J'ai jamais torché les mômes après quatre ans parce que j'avais ma dignité et il y en avait qui faisaient exprès de chier. Mais je connais bien ces cons-là et je leur ai appris à jouer comme ça, je veux dire, à se torcher les uns les autres, je leur ai expliqué que 'c'était plus marrant que rester chacun chez soi. Ça a très bien marché et Madame Rosa m'a félicité et m'a dit que je commençais à me défendre. Je jouais pas avec les autres mômes, ils étaient trop petits pour moi, sauf pour comparer nos quéquettes et Madame Rosa était furieuse parce qu'elle avait horreur des quéquettes à cause de tout ce qu'elle avait déjà vu dans la vie. Elle continuait aussi à avoir peur des lions la nuit et c'est quand même pas croyable, lorsqu'on pense à toutes les autres raisons justes qu'on a d'avoir peur, de s'attaquer aux lions.

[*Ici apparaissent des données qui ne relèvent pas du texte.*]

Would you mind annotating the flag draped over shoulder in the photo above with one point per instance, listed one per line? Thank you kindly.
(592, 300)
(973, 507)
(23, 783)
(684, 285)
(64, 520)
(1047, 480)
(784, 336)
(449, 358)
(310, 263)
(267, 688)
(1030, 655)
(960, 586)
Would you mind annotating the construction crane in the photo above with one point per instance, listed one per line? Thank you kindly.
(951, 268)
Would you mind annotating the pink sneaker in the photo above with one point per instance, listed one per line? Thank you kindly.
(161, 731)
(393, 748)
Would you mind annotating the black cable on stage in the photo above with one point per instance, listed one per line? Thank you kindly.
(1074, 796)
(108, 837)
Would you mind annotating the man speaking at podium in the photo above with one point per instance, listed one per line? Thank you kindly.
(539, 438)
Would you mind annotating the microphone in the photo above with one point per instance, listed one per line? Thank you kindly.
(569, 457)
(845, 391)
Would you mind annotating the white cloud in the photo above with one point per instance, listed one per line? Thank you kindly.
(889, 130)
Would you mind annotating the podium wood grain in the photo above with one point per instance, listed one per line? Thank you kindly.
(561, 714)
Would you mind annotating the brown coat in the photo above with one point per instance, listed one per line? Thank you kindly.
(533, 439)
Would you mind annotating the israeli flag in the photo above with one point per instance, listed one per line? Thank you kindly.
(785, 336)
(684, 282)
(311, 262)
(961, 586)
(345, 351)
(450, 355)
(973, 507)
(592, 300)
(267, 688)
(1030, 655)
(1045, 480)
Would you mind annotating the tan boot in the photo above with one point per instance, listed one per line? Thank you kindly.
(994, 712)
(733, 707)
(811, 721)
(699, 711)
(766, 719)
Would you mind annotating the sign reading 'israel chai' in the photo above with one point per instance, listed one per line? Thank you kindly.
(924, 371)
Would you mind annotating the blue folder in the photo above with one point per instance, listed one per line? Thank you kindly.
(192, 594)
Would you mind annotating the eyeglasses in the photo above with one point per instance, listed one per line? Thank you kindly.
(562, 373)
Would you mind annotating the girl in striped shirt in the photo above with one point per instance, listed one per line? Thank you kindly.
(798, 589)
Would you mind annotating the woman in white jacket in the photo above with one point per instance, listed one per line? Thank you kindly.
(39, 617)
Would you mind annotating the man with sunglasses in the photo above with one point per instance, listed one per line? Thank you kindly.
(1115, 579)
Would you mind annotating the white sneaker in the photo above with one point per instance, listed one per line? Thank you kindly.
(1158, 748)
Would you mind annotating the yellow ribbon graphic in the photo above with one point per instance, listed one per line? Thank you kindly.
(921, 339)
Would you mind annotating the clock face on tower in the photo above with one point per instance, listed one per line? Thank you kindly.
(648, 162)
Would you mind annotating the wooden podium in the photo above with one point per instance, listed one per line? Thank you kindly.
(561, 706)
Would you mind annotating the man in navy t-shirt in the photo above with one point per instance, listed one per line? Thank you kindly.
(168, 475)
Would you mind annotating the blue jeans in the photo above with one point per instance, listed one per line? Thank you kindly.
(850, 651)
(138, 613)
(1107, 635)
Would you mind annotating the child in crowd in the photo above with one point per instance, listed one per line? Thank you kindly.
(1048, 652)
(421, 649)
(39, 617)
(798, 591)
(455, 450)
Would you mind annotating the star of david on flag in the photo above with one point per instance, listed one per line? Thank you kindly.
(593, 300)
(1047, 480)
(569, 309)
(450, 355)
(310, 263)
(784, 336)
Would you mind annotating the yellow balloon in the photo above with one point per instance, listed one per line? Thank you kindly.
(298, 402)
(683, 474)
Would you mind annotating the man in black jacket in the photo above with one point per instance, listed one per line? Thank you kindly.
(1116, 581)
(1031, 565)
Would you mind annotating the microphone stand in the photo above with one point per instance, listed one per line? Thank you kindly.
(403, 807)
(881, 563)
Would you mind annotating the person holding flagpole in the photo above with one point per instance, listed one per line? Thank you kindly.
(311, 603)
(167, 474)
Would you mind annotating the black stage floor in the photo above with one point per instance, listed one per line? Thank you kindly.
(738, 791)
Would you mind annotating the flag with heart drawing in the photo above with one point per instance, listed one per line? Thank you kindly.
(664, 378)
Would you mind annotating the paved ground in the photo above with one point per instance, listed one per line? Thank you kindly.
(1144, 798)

Madame Rosa avait des ennuis de cœur et c'est moi qui faisais le marché à cause de l'escalier. Les étages étaient pour elle ce qu'il y avait de pire. Elle sifflait de plus en plus en respirant et j'avais de l'asthme pour elle, moi aussi, et le docteur Katz disait qu'il n'y a rien de plus contagieux que la psychologie. C'est un truc qu'on connaît pas encore. Chaque matin, j'étais heureux de voir que Madame Rosa se réveillait car j'avais des terreurs nocturnes, j'avais une peur bleue de me trouver sans elle.

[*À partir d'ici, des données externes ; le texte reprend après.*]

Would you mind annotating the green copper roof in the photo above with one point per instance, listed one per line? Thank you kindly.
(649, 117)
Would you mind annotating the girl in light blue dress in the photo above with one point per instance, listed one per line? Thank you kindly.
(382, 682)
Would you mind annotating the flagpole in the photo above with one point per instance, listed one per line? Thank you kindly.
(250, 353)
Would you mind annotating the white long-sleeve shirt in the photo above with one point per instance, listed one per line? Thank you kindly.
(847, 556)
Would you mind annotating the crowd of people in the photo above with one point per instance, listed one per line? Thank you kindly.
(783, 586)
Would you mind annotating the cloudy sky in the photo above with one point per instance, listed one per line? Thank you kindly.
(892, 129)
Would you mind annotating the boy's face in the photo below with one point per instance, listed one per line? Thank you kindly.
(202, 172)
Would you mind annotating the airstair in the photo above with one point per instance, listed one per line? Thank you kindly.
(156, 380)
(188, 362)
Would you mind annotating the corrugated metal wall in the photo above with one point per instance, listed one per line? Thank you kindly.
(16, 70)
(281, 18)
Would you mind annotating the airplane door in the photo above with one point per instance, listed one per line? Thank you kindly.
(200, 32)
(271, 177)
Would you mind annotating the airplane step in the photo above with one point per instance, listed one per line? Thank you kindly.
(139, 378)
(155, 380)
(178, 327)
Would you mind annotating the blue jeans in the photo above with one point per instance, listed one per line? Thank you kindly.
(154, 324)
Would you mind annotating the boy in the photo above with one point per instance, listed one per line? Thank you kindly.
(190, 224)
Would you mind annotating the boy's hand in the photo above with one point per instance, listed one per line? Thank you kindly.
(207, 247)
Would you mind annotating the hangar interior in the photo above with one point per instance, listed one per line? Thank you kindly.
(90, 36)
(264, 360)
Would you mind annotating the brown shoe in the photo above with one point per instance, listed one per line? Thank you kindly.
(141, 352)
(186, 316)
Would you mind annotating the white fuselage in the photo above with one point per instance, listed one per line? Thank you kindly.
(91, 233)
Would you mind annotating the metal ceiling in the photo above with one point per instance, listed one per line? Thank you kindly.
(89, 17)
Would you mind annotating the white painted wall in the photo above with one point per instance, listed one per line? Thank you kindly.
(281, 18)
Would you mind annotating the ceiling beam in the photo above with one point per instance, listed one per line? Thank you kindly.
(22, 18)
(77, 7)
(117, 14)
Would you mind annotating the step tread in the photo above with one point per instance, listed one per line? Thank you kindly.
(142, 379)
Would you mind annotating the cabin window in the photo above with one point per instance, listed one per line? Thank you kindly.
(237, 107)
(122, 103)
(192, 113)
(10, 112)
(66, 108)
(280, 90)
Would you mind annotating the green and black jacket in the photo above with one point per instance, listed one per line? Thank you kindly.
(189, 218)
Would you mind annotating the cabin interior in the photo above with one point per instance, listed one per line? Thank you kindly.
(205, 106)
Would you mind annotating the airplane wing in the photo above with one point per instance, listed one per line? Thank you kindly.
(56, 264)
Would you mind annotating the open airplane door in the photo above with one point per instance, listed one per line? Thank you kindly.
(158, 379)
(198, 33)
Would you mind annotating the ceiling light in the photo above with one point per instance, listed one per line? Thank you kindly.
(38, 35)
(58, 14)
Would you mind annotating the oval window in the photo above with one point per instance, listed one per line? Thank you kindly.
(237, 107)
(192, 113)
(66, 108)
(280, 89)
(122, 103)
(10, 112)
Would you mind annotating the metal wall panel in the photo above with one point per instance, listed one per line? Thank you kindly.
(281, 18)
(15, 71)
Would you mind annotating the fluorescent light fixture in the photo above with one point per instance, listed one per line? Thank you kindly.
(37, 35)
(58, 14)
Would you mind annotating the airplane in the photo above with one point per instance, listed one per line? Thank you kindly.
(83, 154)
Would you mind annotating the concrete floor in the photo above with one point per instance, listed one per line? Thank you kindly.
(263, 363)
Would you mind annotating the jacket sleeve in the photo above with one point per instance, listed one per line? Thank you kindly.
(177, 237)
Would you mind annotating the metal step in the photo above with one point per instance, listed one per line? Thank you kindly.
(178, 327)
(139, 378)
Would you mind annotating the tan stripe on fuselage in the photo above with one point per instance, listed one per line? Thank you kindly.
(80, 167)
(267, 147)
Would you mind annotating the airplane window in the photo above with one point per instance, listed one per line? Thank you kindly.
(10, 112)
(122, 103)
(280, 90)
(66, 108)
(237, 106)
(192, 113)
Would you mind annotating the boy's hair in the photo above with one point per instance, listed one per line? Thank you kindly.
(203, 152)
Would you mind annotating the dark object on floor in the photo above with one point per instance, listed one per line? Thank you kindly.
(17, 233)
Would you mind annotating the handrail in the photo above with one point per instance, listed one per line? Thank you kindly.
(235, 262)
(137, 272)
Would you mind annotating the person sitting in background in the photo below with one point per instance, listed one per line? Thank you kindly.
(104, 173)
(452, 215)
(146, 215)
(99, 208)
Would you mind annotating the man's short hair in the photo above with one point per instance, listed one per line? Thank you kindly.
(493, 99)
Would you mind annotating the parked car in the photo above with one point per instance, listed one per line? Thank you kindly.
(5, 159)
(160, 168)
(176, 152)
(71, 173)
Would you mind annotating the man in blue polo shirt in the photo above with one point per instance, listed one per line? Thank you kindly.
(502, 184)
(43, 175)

Le plus grand ami que j'avais à l'époque était un parapluie nommé Arthur que j'ai habillé des pieds à la tête. Je lui avais fait une tête avec un chiffon vert que j'ai roulé en boule autour du manche et un visage sympa, avec un sourire et des yeux ronds, avec le rouge à lèvres de Madame Rosa. C'était pas tellement pour avoir quelqu'un à aimer mais pour faire le clown car j'avais pas d'argent de poche et j'allais parfois dans les quartiers français là où il y en a. J'avais un pardessus trop grand qui m'arrivait aux talons et je mettais un chapeau melon, je me barbouillais le visage de couleurs et avec mon parapluie Arthur, on était marrants tous les deux. Je faisais le rigolo sur le trottoir et je réussissais à ramasser jusqu'à vingt francs par jour, mais il fallait faire gaffe parce que la police a toujours un œil pour les mineurs en liberté. Arthur était habillé comme unijambiste avec un soulier de basket bleu et blanc, un pantalon, un veston à carreaux sur un cintre que je lui avais attaché avec des ficelles et je lui avais cousu un chapeau rond sur la tête. J'avais demandé à Monsieur N'Da Amé-dée de me prêter des vêtements pour mon parapluie et vous savez ce qu'il a fait? Il m'a emmené avec lui au Pull d'Or, boulevard de Belleville où c'est le plus chic et il m'a laissé choisir ce que je voulais. Je ne sais pas s'ils sont tous comme lui en Afrique, mais si oui, ils doivent manquer de rien.
Quand je faisais mon numéro sur le trottoir, je me dandinais, je dansais avec Arthur et je ramassais du pognon. Il y avait des gens qui devenaient furieux et qui disaient que c'était pas permis de traiter un enfant de la sorte. Je ne sais pas du tout qui me traitait, maïs il y en avait aussi qui avaient de la peine. C'est même curieux, alors que c'était pour rire.
Arthur se cassait de temps en temps. J'ai cloué le cintre et ça lui a fait des épaules et il est resté avec une jambe de pantalon vide, comme c'est normal chez un parapluie. Monsieur Hamil n'était pas content, il disait qu'Arthur ressemblait à un fétiche et que c'est contre notre religion. Moi je suis pas croyant mais c'est vrai que lorsque vous avez un truc un peu bizarre et qui ressemble à rien, vous avez l'espoir qu'il peut quelque chose. Je dormais avec Arthur serré dans mes bras et le matin, je regardais si Madame Rosa respirait encore.